At least 830 cases of the coronavirus, along with 26 deaths caused by the infection, have been confirmed by Chinese health officials as of Friday, January 24, according to Xinhua Chinese state media, though this is likely to keep rising.
Infected people have been reported in 29 provinces of China, along with the special administrative regions of Hong Kong and Macao. Cases have also been confirmed in Thailand, Japan, South Korea, Singapore, and the US.
However, the number of infected is thought to be considerably higher than that confirmed. One report by the MRC Centre for Global Infectious Disease Analysis at Imperial College London suggested that there could be over 4,000 cases or more of the virus in Wuhan alone, a city of 11 million.
Tests on 14 people in the UK returning from the area have so far come back negative, but Professor Paul Cosford, medical director at Public Health England, told BBC News that it’s “highly likely that we will have cases in the UK.”
Everyday life in many Chinese cities has undergone a drastic change over the past few days. There are numerous news reports of overcrowded hospitals, pharmacies running out of supplies, price hikes on items like face masks, and empty streets. Hoping to ease some of this pressure, Wuhan has already started construction on a special 1,000-bed hospital by February 3 to treat victims of the epidemic, reports Xinhua.
In an attempt to contain the spread of infection, China has restricted travel for 35 million people with authorities starting emergency quarantine measures in at least 12 cities. The new measures were quickly brought in ahead of the Chinese New Year holiday this weekend, which typically sees tens of millions of citizens traveling both domestically and internationally. Beijing has canceled all mass festivities.
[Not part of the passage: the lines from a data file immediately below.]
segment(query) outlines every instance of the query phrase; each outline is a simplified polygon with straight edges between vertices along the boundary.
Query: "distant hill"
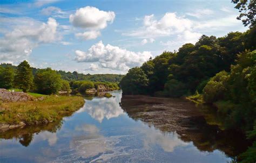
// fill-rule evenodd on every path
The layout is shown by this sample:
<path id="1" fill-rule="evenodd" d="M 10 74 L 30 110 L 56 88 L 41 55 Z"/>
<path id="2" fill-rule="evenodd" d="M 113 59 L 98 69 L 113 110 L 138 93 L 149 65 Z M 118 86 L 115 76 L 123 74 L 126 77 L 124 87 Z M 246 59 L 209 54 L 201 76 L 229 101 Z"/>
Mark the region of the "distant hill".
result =
<path id="1" fill-rule="evenodd" d="M 14 69 L 17 69 L 17 66 L 12 65 L 10 63 L 1 63 L 0 66 L 5 67 L 10 66 Z M 39 68 L 32 68 L 33 74 L 39 70 Z M 119 82 L 122 78 L 124 76 L 120 74 L 84 74 L 78 73 L 75 71 L 72 73 L 65 72 L 64 70 L 57 70 L 58 73 L 62 75 L 62 78 L 68 81 L 72 80 L 87 80 L 91 81 L 99 81 L 102 82 Z"/>

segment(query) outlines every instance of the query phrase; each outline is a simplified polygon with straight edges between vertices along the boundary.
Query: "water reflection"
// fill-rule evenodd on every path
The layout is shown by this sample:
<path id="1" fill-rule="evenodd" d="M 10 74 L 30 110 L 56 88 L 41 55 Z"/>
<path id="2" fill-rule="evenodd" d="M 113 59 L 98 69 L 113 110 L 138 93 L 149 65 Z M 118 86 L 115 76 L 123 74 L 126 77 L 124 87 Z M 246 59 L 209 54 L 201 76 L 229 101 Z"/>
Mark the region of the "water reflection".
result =
<path id="1" fill-rule="evenodd" d="M 57 131 L 60 129 L 63 122 L 59 120 L 43 125 L 26 126 L 23 128 L 13 129 L 0 132 L 0 138 L 3 139 L 15 139 L 24 146 L 28 146 L 34 138 L 35 134 L 40 133 L 37 137 L 38 140 L 47 140 L 50 145 L 56 143 L 57 137 Z"/>
<path id="2" fill-rule="evenodd" d="M 226 162 L 223 152 L 234 157 L 247 145 L 197 110 L 180 114 L 196 109 L 183 100 L 111 94 L 63 121 L 0 132 L 0 162 Z"/>
<path id="3" fill-rule="evenodd" d="M 178 133 L 181 143 L 192 141 L 203 152 L 213 152 L 219 150 L 233 158 L 244 152 L 251 143 L 239 131 L 220 129 L 216 124 L 221 124 L 221 122 L 216 114 L 206 115 L 208 112 L 205 110 L 203 112 L 198 111 L 200 109 L 194 108 L 194 105 L 187 102 L 181 103 L 180 100 L 176 99 L 127 96 L 122 97 L 121 103 L 123 109 L 132 118 L 140 119 L 164 133 L 173 133 L 175 131 L 174 133 Z M 156 114 L 159 110 L 162 114 Z M 192 112 L 186 115 L 184 114 L 184 111 Z M 171 144 L 176 143 L 178 144 Z"/>
<path id="4" fill-rule="evenodd" d="M 123 114 L 124 111 L 119 104 L 121 101 L 122 94 L 120 91 L 113 91 L 111 94 L 116 97 L 95 98 L 93 101 L 86 103 L 78 112 L 86 111 L 100 123 L 102 123 L 104 118 L 109 119 Z"/>

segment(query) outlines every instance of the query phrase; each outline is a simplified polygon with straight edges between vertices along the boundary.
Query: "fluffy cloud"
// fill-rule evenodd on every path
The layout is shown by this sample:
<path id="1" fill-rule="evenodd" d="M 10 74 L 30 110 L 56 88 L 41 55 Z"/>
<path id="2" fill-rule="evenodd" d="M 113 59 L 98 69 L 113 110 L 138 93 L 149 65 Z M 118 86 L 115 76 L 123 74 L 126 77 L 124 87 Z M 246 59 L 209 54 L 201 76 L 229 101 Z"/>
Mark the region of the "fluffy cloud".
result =
<path id="1" fill-rule="evenodd" d="M 113 11 L 101 11 L 95 7 L 86 6 L 71 14 L 69 20 L 73 26 L 85 29 L 103 29 L 107 22 L 112 23 L 115 17 Z"/>
<path id="2" fill-rule="evenodd" d="M 100 32 L 95 31 L 87 31 L 84 33 L 78 33 L 76 34 L 77 38 L 81 38 L 85 40 L 95 39 L 99 36 L 100 36 Z"/>
<path id="3" fill-rule="evenodd" d="M 77 10 L 75 14 L 70 16 L 69 20 L 74 26 L 89 30 L 83 33 L 77 33 L 77 36 L 85 40 L 93 39 L 100 35 L 99 30 L 113 22 L 115 16 L 113 11 L 106 12 L 88 6 Z"/>
<path id="4" fill-rule="evenodd" d="M 140 29 L 124 34 L 143 38 L 166 37 L 190 30 L 192 24 L 189 19 L 178 17 L 175 13 L 167 12 L 159 20 L 152 14 L 145 16 L 143 26 Z"/>
<path id="5" fill-rule="evenodd" d="M 60 39 L 57 34 L 58 23 L 55 19 L 49 18 L 47 23 L 32 19 L 24 19 L 24 22 L 26 23 L 15 25 L 12 31 L 5 31 L 4 37 L 0 38 L 0 60 L 19 62 L 26 59 L 39 44 Z"/>
<path id="6" fill-rule="evenodd" d="M 98 62 L 102 67 L 125 71 L 142 65 L 152 57 L 150 52 L 136 53 L 109 44 L 105 46 L 102 41 L 92 45 L 86 52 L 77 50 L 75 53 L 75 60 L 78 62 Z"/>
<path id="7" fill-rule="evenodd" d="M 91 63 L 89 66 L 89 69 L 92 71 L 97 71 L 99 70 L 99 66 L 94 63 Z"/>
<path id="8" fill-rule="evenodd" d="M 143 45 L 149 42 L 153 43 L 154 41 L 155 41 L 155 40 L 152 38 L 151 38 L 150 39 L 144 39 L 143 40 L 142 40 L 142 45 Z"/>

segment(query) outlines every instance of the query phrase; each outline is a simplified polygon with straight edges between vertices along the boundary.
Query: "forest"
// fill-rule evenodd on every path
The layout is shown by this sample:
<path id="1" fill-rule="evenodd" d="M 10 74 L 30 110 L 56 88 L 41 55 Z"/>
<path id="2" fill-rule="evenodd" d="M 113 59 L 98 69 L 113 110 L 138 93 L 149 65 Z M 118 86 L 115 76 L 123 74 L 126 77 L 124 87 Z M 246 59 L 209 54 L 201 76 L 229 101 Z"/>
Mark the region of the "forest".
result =
<path id="1" fill-rule="evenodd" d="M 18 66 L 2 63 L 0 66 L 0 88 L 22 90 L 43 95 L 57 94 L 59 92 L 73 92 L 84 94 L 87 89 L 98 89 L 104 86 L 108 90 L 118 90 L 118 82 L 121 75 L 84 75 L 57 71 L 51 68 L 37 69 L 26 61 Z M 102 82 L 103 81 L 103 82 Z"/>
<path id="2" fill-rule="evenodd" d="M 241 129 L 254 140 L 239 157 L 244 162 L 255 160 L 256 27 L 252 24 L 244 33 L 203 35 L 194 44 L 164 51 L 130 69 L 120 82 L 123 94 L 186 97 L 214 105 L 226 129 Z"/>
<path id="3" fill-rule="evenodd" d="M 2 63 L 0 67 L 3 68 L 9 67 L 12 68 L 14 69 L 17 69 L 17 67 L 12 65 L 10 63 Z M 36 74 L 37 71 L 40 70 L 39 68 L 31 67 L 33 75 Z M 70 72 L 65 72 L 64 70 L 57 70 L 57 73 L 61 75 L 62 79 L 71 81 L 72 80 L 86 80 L 91 81 L 94 82 L 119 82 L 121 79 L 124 76 L 120 74 L 84 74 L 83 73 L 78 73 L 76 71 L 72 73 Z"/>

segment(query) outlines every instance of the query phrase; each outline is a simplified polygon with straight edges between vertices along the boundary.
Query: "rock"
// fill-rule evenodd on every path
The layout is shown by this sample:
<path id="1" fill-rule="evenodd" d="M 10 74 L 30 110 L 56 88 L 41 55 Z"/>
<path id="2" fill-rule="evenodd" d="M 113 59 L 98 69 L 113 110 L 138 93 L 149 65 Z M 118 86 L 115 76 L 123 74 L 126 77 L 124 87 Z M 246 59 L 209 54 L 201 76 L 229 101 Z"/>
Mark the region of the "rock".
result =
<path id="1" fill-rule="evenodd" d="M 37 100 L 39 100 L 39 101 L 43 101 L 43 100 L 44 100 L 44 96 L 42 96 L 42 97 L 37 98 Z"/>
<path id="2" fill-rule="evenodd" d="M 0 98 L 3 102 L 21 102 L 33 101 L 34 98 L 23 92 L 11 92 L 0 89 Z"/>
<path id="3" fill-rule="evenodd" d="M 6 124 L 0 124 L 0 130 L 9 129 L 10 125 Z"/>
<path id="4" fill-rule="evenodd" d="M 26 124 L 25 124 L 25 123 L 24 123 L 23 122 L 21 122 L 19 123 L 19 125 L 20 125 L 21 126 L 24 126 L 24 125 L 26 125 Z"/>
The virus infects the respiratory system and causes a number of lung problems, such as pneumonia. Currently known as 2019-nCoVs, the new coronavirus has three distinct strains and is around 88 percent genetically-related to SARS, the notorious respiratory illness that started in China in 2002 and went on to kill over 774 people around the world.
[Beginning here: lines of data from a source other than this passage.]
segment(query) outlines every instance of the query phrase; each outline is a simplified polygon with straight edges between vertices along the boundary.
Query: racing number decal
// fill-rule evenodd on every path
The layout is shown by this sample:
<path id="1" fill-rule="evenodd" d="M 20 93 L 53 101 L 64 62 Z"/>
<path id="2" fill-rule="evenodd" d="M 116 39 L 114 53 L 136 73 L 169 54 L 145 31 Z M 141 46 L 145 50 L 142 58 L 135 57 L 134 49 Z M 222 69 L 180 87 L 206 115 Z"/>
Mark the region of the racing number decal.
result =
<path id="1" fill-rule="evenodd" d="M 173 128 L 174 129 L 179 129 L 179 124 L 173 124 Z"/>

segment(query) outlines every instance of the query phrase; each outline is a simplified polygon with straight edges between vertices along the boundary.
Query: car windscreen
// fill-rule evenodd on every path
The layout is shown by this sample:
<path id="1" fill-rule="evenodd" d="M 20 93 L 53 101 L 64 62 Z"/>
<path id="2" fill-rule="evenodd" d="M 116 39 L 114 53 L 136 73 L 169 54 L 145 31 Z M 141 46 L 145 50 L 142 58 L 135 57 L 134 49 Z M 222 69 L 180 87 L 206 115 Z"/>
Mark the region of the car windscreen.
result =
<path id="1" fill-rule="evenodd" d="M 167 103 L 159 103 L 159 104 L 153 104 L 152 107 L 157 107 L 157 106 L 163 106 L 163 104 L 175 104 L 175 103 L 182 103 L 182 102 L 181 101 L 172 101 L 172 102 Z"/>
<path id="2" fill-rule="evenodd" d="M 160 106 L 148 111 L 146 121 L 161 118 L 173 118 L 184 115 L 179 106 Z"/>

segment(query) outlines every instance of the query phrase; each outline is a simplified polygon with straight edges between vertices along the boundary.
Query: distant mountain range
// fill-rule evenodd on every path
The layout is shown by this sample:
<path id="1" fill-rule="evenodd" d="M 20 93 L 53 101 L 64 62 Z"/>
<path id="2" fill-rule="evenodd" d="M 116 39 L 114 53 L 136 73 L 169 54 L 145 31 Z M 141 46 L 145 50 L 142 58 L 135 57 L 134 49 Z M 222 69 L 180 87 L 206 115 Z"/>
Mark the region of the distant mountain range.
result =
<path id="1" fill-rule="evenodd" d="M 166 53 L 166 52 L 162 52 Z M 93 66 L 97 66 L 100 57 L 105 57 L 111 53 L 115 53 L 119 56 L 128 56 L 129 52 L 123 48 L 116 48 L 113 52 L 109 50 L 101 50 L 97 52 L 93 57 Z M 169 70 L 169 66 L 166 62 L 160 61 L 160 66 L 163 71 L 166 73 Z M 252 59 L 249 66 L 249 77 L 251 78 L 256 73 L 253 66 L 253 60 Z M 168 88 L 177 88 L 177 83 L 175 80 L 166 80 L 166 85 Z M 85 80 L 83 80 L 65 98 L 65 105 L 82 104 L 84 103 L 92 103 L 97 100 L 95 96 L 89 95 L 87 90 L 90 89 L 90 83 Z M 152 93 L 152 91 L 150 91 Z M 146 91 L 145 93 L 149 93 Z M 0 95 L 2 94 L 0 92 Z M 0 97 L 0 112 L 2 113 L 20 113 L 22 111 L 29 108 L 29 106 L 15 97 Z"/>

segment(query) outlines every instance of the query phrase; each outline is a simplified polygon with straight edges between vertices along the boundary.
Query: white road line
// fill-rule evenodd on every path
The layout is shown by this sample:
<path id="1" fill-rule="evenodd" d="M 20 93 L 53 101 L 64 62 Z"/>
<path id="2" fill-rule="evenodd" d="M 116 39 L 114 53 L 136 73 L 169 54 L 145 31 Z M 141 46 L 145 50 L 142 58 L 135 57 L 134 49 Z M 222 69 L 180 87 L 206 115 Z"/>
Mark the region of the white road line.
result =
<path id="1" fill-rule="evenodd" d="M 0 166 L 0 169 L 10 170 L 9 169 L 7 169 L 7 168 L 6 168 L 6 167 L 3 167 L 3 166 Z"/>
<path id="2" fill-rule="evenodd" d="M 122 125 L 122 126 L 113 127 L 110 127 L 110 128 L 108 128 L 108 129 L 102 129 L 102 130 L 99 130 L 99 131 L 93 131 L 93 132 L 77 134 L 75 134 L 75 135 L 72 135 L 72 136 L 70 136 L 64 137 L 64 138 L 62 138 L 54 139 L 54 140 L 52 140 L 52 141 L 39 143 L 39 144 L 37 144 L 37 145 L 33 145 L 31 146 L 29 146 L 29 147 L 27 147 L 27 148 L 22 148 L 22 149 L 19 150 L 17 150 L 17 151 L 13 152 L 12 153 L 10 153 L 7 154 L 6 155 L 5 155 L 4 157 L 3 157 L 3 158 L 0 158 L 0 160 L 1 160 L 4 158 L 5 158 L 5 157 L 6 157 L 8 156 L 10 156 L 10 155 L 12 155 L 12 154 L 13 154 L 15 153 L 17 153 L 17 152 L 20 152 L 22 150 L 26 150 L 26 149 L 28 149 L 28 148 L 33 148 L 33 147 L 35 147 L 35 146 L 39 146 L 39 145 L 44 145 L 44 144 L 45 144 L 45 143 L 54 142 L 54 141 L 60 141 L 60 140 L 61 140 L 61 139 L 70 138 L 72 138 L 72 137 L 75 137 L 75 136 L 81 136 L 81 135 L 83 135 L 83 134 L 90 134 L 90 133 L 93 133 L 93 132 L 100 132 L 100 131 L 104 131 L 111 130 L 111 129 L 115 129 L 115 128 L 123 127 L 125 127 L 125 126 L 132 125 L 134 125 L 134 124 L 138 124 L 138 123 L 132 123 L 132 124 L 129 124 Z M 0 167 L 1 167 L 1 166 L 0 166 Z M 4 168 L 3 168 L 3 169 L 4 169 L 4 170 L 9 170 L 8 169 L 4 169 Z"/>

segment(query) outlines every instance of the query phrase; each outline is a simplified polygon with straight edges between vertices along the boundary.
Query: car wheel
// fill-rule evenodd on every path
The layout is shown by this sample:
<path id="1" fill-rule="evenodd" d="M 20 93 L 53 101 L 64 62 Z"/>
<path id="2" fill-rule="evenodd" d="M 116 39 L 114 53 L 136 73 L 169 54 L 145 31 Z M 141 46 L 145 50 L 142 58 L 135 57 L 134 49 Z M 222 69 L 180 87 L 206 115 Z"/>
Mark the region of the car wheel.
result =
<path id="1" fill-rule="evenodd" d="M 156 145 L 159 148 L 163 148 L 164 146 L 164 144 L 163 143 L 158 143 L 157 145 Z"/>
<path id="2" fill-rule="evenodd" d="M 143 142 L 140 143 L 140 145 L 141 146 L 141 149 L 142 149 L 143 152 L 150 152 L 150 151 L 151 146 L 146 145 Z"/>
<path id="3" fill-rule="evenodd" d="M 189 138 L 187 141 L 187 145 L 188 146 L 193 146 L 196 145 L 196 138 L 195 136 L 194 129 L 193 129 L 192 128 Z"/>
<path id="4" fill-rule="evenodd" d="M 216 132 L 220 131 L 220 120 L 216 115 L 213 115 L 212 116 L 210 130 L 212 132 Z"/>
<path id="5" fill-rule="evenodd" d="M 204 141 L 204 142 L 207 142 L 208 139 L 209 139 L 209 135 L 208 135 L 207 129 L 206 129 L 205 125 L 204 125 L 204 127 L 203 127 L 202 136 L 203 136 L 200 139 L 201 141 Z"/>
“There are still many missing pieces in the jigsaw puzzle to fully understanding this new virus which is spreading rapidly across China, and most probably around the world,” Peter Piot, Professor of Global Health and Director at London School of Hygiene & Tropical Medicine, commented on Friday.
“The good news is that the data so far suggest that this virus may have a lower mortality than SARS, we have a diagnostic test and there is greater transparency than decades gone by. And that is essential because you cannot deal with a potential pandemic in one country alone.”
The first reports of the virus came from the Chinese city of Wuhan in December. All signs suggest that the Huanan Seafood Wholesale Market in Wuhan, which illegally sells live and wild animals, could be the source of the outbreak.
A controversial study published in the Journal of Medical Virology this week suggested that 2019-nCoV likely resided in snakes before jumping to humans. However, another study has since claimed that bats are the most likely culprit. Although the original transmission was from an animal, human to human transmission has been confirmed by China’s national health commission, making the outbreak all the riskier.
A World Health Organisation emergency committee has said it’s too early to declare the China coronavirus outbreak a public health emergency of international concern, like the 2014 West African Ebola epidemic, and the Zika emergency of 2015-16, as though there have been cases reported outside China it is still currently largely confined to there.